System requirements
Functional:
User Auth and Authorization
File Management
Sharing and collaboration
VCS
Search on file system
Notification of file events
Offline Access.
Security and Encryption
More description of system: System acts like a network file system to end user. Each user will have access to logical storage space and access control possible at folder level. End/Edge application get notification about shared file/folder modification events. End user should be able to search on file system owned /access available to.
Non-Functional:
Highly available
Scalable
Secure
Performance
Capacity estimation
User count: 100 Million
Storage size per user: 3G Average
Write per second: 5/sec-user
Read per second: 10/sec-user
60% of total operation on storage is Read
40% of total operation on storage is write
API design
We need following group of API
User management REST APIs: For user CRUD. Associate User to group. Associate Group to different roles. Associate Roles to different permission.

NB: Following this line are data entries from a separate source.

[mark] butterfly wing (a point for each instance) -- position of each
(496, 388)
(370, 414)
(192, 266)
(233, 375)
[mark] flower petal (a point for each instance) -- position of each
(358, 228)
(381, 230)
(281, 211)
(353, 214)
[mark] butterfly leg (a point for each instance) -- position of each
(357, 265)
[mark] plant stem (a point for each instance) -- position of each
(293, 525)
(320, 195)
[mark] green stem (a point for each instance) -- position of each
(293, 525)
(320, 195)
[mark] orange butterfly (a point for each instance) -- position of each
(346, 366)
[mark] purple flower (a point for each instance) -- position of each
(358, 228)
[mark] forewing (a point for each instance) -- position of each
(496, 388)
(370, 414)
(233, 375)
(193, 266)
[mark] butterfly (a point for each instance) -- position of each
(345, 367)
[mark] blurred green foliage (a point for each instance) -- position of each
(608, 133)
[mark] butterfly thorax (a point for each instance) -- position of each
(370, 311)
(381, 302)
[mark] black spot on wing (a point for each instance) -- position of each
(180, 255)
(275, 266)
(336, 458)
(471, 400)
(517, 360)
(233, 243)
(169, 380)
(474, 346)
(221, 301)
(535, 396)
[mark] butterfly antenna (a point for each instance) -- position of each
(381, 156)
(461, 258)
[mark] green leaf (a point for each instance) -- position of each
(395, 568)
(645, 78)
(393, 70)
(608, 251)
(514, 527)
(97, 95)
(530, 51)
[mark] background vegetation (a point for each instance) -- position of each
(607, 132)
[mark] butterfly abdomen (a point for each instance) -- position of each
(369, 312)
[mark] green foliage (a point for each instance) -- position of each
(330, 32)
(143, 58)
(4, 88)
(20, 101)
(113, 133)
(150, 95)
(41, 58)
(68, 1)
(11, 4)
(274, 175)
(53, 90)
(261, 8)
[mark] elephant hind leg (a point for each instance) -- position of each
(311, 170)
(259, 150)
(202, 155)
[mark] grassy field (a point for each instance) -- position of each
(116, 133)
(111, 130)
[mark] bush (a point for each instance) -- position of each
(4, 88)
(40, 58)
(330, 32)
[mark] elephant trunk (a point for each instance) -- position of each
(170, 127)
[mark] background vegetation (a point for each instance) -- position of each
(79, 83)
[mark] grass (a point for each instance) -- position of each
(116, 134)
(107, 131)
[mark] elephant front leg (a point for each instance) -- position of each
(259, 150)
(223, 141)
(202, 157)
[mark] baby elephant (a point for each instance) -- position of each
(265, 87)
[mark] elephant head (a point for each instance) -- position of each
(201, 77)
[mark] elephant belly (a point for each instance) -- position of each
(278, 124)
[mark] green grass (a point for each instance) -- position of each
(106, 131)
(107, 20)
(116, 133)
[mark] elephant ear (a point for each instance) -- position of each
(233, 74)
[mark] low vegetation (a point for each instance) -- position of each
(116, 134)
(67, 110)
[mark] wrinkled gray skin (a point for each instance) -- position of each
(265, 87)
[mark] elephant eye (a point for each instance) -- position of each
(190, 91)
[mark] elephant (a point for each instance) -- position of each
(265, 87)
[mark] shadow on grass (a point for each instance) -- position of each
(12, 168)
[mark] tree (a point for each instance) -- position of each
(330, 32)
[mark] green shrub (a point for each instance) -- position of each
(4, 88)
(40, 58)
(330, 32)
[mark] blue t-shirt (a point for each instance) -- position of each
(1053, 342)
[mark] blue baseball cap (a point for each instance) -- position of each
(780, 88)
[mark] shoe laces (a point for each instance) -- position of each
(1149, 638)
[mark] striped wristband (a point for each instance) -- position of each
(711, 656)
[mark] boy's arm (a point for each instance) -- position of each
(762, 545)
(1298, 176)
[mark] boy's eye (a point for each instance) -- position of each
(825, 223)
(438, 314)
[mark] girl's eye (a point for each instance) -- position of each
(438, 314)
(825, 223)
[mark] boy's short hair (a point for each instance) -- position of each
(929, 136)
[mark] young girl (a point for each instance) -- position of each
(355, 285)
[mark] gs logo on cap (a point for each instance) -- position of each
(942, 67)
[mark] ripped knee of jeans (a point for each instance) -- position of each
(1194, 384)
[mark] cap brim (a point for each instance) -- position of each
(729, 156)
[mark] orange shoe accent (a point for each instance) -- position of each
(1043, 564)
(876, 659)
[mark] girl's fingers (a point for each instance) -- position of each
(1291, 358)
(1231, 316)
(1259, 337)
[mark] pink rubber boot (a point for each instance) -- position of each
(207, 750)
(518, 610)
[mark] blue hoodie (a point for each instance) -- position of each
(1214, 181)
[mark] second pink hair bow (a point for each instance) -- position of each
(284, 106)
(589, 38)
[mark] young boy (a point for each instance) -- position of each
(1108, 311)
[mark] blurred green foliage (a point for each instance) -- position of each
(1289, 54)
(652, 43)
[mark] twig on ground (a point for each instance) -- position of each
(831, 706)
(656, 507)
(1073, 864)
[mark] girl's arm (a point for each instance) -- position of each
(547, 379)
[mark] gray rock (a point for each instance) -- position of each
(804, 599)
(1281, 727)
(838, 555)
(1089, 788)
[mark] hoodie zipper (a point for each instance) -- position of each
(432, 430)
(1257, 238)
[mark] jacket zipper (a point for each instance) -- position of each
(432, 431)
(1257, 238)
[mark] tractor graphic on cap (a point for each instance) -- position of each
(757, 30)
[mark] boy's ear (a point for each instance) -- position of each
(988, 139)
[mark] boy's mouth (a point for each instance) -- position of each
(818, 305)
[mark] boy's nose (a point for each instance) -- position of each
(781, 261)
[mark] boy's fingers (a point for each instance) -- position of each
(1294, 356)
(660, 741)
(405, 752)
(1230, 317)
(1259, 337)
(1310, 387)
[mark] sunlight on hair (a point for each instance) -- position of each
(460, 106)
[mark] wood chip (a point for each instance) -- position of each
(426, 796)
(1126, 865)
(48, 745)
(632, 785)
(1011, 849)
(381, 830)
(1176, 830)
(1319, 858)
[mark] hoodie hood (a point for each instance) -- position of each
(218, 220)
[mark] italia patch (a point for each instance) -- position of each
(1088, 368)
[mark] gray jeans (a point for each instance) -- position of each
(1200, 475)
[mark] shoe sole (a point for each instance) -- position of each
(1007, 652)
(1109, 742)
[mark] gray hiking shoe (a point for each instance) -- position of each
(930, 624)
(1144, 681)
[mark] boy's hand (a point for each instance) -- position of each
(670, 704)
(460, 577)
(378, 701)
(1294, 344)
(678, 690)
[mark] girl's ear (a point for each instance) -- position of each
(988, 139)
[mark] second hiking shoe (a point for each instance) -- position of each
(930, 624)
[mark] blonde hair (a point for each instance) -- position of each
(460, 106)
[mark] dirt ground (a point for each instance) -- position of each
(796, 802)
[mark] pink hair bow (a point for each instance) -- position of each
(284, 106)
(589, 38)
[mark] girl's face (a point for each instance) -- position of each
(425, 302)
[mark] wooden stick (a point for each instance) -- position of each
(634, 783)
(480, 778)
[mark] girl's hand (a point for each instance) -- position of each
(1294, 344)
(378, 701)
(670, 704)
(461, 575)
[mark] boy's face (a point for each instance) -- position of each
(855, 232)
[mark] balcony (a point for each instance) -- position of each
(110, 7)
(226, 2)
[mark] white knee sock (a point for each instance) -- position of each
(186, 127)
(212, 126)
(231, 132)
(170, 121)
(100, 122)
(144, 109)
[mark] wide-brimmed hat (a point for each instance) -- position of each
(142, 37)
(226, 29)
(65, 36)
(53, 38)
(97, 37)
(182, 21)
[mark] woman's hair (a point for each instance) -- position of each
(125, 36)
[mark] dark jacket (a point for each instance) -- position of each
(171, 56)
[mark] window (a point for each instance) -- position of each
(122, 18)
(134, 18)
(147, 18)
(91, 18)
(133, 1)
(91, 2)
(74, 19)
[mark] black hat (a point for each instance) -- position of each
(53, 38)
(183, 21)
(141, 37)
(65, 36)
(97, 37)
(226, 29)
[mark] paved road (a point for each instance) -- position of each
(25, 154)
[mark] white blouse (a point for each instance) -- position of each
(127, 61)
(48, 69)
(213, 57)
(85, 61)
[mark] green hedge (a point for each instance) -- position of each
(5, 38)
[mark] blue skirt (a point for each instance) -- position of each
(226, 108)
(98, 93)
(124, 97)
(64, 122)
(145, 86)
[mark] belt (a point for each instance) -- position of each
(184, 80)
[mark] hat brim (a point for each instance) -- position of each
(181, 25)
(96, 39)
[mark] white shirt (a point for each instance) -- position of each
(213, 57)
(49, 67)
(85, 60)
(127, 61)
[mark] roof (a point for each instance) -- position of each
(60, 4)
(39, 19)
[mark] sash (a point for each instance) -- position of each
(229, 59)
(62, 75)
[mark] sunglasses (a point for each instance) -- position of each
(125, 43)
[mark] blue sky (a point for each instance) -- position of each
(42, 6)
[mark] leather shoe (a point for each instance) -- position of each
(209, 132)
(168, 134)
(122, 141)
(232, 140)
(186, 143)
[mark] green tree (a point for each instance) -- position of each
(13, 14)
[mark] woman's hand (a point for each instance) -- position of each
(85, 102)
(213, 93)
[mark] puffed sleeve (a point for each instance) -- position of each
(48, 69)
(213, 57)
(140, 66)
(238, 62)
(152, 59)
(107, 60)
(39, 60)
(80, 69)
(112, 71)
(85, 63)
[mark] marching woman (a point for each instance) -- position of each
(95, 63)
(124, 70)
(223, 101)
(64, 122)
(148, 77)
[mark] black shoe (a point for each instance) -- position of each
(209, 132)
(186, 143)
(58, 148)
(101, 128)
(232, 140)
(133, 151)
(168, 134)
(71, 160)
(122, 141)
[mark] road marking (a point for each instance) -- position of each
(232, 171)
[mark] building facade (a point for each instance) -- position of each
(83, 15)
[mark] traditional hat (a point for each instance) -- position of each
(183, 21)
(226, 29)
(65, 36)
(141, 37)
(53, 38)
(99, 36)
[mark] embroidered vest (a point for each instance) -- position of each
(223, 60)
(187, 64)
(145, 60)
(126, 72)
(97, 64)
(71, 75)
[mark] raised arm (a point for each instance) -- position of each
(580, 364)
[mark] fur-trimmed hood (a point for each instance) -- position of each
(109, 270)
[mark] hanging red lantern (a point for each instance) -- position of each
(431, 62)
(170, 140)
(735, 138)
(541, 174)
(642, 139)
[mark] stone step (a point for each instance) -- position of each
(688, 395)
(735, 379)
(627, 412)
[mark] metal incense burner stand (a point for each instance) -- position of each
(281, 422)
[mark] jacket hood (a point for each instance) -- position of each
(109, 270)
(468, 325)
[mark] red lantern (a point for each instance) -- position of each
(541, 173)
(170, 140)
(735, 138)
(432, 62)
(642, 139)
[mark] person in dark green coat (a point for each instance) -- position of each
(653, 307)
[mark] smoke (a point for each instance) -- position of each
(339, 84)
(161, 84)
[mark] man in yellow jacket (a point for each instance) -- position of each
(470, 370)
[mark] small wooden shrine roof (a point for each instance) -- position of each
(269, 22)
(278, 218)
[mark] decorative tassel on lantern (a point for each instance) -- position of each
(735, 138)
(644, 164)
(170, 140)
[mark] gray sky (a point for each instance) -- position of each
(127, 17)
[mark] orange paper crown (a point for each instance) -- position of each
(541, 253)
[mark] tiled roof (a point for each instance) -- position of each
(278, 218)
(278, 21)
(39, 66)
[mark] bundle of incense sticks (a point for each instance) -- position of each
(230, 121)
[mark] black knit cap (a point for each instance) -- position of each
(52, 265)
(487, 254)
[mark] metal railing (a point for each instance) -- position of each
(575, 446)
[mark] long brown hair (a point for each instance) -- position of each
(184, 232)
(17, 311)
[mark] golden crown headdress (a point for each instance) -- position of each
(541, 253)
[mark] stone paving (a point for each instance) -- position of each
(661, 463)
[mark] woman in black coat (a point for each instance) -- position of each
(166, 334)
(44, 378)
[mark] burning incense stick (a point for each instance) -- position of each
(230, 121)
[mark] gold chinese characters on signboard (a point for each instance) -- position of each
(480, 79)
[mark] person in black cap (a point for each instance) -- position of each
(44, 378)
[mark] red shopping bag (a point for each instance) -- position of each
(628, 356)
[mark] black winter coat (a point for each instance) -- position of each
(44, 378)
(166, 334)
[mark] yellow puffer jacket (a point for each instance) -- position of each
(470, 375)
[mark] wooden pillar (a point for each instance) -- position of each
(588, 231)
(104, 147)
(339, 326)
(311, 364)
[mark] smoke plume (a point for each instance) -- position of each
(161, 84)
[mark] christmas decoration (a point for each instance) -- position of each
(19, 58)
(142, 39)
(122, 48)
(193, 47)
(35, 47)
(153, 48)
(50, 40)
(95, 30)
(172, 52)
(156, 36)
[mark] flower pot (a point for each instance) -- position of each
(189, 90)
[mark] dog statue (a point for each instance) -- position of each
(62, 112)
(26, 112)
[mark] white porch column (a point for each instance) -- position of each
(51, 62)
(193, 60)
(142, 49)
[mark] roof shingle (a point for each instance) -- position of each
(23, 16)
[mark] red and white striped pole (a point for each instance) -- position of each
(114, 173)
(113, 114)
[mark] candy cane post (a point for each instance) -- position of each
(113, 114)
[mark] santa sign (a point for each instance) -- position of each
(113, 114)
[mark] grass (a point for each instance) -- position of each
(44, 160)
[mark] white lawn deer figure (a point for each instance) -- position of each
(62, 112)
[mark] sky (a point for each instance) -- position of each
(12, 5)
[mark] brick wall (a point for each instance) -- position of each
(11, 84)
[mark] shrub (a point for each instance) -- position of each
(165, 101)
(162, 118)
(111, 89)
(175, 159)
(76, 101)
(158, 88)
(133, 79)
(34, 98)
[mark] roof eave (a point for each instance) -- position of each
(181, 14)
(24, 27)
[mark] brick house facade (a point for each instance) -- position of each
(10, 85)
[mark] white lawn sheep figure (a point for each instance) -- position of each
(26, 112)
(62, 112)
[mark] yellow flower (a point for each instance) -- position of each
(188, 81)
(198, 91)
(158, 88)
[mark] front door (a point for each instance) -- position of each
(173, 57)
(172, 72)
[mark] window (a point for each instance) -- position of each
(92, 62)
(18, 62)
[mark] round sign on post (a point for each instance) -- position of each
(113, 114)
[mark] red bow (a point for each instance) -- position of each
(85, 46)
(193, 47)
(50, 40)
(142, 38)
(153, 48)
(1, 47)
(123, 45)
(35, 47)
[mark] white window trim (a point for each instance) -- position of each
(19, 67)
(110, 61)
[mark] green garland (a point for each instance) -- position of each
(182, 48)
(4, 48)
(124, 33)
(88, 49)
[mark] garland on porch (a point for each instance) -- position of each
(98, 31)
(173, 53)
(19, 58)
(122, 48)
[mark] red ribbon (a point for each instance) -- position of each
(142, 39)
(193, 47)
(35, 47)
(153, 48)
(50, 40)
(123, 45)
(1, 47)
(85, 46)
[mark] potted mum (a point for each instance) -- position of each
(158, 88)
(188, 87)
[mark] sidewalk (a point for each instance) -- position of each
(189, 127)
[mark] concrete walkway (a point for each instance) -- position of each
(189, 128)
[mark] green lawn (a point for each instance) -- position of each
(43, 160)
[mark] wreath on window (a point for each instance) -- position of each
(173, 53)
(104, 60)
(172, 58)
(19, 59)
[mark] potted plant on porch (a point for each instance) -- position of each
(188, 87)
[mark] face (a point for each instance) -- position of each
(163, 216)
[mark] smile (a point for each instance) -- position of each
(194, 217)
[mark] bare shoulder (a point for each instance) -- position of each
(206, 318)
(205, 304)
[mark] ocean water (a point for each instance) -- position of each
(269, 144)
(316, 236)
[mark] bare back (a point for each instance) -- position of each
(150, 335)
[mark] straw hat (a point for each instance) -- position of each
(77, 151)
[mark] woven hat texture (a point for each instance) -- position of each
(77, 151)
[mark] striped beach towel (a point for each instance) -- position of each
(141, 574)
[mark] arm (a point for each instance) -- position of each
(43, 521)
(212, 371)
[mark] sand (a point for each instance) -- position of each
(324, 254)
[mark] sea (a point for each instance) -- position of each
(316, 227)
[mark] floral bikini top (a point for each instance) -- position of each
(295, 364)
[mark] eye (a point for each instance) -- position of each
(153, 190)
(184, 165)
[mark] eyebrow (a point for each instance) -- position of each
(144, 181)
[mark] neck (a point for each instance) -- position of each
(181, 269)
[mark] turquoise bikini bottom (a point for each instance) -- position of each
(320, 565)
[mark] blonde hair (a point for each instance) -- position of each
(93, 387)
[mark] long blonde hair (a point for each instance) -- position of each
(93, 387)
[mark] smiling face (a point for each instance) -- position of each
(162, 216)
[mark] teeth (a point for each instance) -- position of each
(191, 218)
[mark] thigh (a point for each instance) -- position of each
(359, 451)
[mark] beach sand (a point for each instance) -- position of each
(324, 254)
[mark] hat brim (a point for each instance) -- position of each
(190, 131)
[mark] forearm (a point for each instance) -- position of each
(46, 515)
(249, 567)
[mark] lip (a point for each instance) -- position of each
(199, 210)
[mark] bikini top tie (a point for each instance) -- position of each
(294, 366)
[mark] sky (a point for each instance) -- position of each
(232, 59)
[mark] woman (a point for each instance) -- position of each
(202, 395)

File management API's : APIs for CRUD on files. API's will be role based access controlled. Highlighting some of the important API's like Upload, Download
Upload API:
Method : HTTP POST
URL: v1/file/upload
Header: UserName: <>, access_token:<>,
content-type: multipart-form-data
content-disposition-type: filename
Download API:
Method : HTTP GET
URL: v1/file/download/:filepath
Header: UserName: <>, access_token:<>,
content-type: multipart-form-data
content-disposition-type: filename
Search API:
Method : HTTP GET
URL: v1/file/search/:searchString
Header: UserName: <>, access_token:<>,
content-type: application/json
response:{
matches:["files"]
}
Notification API:
For realtime file change update Websocket subscription can be initiated by client. Changes to allowed file system will be sent over websocket channel.
Database design
User and Permission management
RBDMS will be used to store user and associated group and permission information.
Files will be stored in distributed file system. Which is sharded and replicated.
High-level design
You should identify enough components that are needed to solve the actual problem from end to end. Also remember to draw a block diagram using the diagramming tool to augment your design. If you are unfamiliar with the tool, you can simply describe your design to the chat bot and ask it to generate a starter diagram for you to modify...
Request flows
Explain how the request flows from end to end in your high level design. Also you could draw a sequence diagram using the diagramming tool to enhance your explanation...
Detailed component design
Distributed storage detailed design:
Goal of this system is scalable, reliable and Highly available Distribured file storage
- Will have multiple storage machines with with specialised storage hardware HDD/SDD attached.
- Software layer/agent running on storage machine collect all the machine storage and form a logical storage layer.
- Storage types of the system is File storage.
- All the storage machine will be connected through RAFT cluster.
- Data will be distributed based on consistent hashing technique with storage nodes on hash ring and user hash on storage ring.
- File content will be replicated across multiple storage machine to ensure high availability.
- Write request can come to any node request will be routed to shard which is owner of the user requested storage. File will be written and Hash of file will be compared with hash provided during upload. Same content will be replicated across followers. Notification of file activity will be sent to notification service.
- When read request comes Distribured file storage request will be routed to shard responsible for user storage. file stream will be opened to client.
- Storage system encrypts data in disk and keys needed for encryption will be fetched from key management system.
Trade offs/Tech choices
Instead of building our own custom storage system we can use battle tested storage solution like S3, Azure disk.
Failure scenarios/bottlenecks
Key management service should be very secure it need more detailed discussion since key is lost encrypted data cant be recovered.
Future improvements
Disk encryption needs improvement. Cryptographic keys management need detailed design.